Your carb choices can make or break your weight loss. Skipping carbs is not the best for sustainable weight loss. Either eat your carbs at breakfast or around your workout time to make you burn fat effectively. To keep you fuller for longer include vegetables in all your meals. The greener the better.

Carbs are present in almost all foods. Green leafy vegetables, fruits, sweeteners, sauce all contain a portion of carbohydrate. This means that watching the starchy carb list (main carb component) is paramount as it’s easy to exceed your daily limit with an additional banana, apple, cookie etc. (I recommend between 100 -150gm of carbs daily depending on weight, age, size etc).

 

Some sources Good carbs are:

Sweet potatoes

Quinoa

Plantain

Yam

Beans (all products of beans)

Wheat

weetabix

Bulghur wheat

Oat

Bread (gluten free or sprouted for me)

Millet-

Rice

Pumpkin

Fruits

#Tip2: Measure your carbs. Don’t eye ball them until you are confident about measurements.  If you don’t have a scale, use your palm (cupped). Do not exceed 1-2 cupped palm per day.

 

3.Healthy fats. 

Healthy fats are good for you. They help nourish your body and they substitute the work of carbs in the body. Don’t skimp on good fats. Your body needs it.

 

Some good sources of fats are: 

Egg yolk

Avocado

Nuts

Flaxseeds

Chia seeds

Nut butter

Coconut oil, olive oil, palm oil

Coconut milk

Olives.

 

4.Greens & veggies:

 Whatever type of vegetables you prefer, make sure the bulk of it is green. The greener the better…  I mostly eat spinach as my vegetables. It suites me fine. You can cook your greens however you like them. Be creative and you will never be bored. Include vegetables in all your meals.

 

Some good sources of veggies/greens are:

Kale

Ugwu

Swiss chard

Spinach

Collard greens

Bok Choy

Parsley, mint, basil or other fresh herbs

Cucumber

Celery

Aubergine

Sugar snaps

Mushrooms

Any green leafy veg

Other coloured crunchy veggies ie carrots, onions, tomatoes, Red bell peppers, Swede, parsnips.

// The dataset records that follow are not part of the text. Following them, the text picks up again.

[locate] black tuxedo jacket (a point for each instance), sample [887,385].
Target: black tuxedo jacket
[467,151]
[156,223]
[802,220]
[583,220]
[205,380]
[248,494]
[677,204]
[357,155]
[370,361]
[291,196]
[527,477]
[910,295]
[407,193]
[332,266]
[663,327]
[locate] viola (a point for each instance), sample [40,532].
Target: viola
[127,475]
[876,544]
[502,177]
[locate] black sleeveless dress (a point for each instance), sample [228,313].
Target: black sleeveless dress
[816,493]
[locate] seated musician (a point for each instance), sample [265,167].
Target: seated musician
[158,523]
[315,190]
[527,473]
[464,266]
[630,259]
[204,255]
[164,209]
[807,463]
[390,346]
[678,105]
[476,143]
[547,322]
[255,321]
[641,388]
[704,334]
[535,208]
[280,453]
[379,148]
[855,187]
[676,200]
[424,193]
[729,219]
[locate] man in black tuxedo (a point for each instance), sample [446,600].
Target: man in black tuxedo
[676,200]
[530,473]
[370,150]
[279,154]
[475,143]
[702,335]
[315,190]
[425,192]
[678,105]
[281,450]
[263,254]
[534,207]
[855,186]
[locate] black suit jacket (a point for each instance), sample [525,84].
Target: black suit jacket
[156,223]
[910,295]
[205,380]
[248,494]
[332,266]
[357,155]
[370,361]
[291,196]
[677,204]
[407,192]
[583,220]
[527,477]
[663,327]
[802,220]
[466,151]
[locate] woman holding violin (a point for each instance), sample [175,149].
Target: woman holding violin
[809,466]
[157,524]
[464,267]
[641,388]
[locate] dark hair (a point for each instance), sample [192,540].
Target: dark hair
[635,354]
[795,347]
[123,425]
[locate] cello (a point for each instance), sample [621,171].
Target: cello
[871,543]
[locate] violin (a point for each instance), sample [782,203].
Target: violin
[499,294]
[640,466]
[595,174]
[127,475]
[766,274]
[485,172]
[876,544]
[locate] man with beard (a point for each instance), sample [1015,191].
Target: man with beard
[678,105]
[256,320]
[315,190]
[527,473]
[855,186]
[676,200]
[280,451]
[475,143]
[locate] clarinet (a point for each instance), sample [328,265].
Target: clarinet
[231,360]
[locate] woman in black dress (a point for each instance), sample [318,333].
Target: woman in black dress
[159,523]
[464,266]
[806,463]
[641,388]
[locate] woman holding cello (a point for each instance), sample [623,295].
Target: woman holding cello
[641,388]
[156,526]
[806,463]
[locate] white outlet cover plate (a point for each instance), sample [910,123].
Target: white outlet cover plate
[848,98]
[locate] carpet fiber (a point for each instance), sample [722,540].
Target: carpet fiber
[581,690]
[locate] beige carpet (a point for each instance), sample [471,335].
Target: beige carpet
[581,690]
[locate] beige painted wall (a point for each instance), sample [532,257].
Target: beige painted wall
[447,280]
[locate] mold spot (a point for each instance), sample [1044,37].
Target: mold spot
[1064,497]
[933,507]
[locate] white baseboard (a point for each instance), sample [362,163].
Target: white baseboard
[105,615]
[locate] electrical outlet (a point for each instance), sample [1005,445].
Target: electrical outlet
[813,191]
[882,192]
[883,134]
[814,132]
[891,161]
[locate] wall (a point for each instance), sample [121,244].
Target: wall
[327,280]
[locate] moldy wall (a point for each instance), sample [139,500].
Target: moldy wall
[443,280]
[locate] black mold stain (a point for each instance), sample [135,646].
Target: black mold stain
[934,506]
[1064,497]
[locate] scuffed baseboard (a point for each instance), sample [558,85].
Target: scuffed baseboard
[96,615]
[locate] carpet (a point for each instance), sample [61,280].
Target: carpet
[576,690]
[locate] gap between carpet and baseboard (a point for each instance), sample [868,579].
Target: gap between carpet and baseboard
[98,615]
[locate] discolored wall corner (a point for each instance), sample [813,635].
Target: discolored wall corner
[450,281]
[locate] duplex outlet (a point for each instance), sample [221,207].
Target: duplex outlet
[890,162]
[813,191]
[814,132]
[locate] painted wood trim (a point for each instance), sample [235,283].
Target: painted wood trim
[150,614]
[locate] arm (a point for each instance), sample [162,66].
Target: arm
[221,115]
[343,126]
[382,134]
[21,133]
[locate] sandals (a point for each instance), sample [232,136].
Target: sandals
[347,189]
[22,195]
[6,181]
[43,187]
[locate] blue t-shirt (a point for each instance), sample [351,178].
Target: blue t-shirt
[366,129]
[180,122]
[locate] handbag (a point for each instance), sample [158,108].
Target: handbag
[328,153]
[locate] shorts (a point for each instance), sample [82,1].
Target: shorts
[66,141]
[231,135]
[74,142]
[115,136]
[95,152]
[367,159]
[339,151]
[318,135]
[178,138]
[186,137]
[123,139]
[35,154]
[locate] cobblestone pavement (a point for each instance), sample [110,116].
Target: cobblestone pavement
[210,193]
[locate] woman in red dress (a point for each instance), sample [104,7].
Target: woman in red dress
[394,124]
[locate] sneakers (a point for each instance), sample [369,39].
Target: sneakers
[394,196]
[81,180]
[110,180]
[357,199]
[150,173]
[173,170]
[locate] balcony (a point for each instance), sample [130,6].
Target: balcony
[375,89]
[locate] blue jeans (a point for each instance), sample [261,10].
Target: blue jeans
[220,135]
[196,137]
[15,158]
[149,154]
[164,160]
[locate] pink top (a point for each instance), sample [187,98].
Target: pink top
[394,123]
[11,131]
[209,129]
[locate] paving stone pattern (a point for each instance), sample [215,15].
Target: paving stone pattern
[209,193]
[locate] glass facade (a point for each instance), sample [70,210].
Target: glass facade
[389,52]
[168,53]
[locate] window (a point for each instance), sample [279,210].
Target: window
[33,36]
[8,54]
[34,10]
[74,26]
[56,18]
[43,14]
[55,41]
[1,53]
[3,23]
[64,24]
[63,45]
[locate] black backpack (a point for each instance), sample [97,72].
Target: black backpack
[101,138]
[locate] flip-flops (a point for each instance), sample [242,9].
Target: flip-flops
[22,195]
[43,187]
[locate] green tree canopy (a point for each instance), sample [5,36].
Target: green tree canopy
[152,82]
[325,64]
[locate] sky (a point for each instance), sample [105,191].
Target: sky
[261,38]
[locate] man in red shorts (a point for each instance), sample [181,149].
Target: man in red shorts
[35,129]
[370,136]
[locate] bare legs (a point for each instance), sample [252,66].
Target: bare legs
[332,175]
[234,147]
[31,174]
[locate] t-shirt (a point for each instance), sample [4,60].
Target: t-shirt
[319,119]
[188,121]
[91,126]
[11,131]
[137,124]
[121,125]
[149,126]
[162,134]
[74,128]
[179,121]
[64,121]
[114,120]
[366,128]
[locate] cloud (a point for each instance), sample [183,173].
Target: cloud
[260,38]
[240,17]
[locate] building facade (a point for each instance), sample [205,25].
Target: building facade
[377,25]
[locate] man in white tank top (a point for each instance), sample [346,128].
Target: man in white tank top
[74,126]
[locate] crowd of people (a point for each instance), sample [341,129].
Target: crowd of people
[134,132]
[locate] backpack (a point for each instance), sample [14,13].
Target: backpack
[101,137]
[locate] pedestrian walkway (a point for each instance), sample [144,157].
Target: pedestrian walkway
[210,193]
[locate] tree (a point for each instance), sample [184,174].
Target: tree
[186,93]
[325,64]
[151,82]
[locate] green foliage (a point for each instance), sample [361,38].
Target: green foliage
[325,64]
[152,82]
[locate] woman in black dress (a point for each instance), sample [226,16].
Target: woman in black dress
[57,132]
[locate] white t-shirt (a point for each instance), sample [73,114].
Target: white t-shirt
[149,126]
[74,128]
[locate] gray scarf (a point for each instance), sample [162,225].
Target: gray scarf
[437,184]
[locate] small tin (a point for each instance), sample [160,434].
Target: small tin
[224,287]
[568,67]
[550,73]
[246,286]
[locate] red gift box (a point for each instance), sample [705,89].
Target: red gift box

#Tip3: The sweeter the veggies the less you should eat them

 

Meal prep

I cannot over stress the benefits of food prep. Usually I write a list of the foods I want to eat for the week by Thursday of the present meal. This means that I shop and prep on Sunday ready for the week. If you are the type that gets bored easily, I suggest having 2-3 different meals on your menu weekly. This way you can rotate them.

Notice that some foods widely known as protein eg beans and other lentils are classified as carbs because of the high percentage of carbs present in them. So the quantity specified for carbs applies to them as well.  

 

Remember that no amount of physical activities in the absence of  a good balanced nutrition will  yield  results.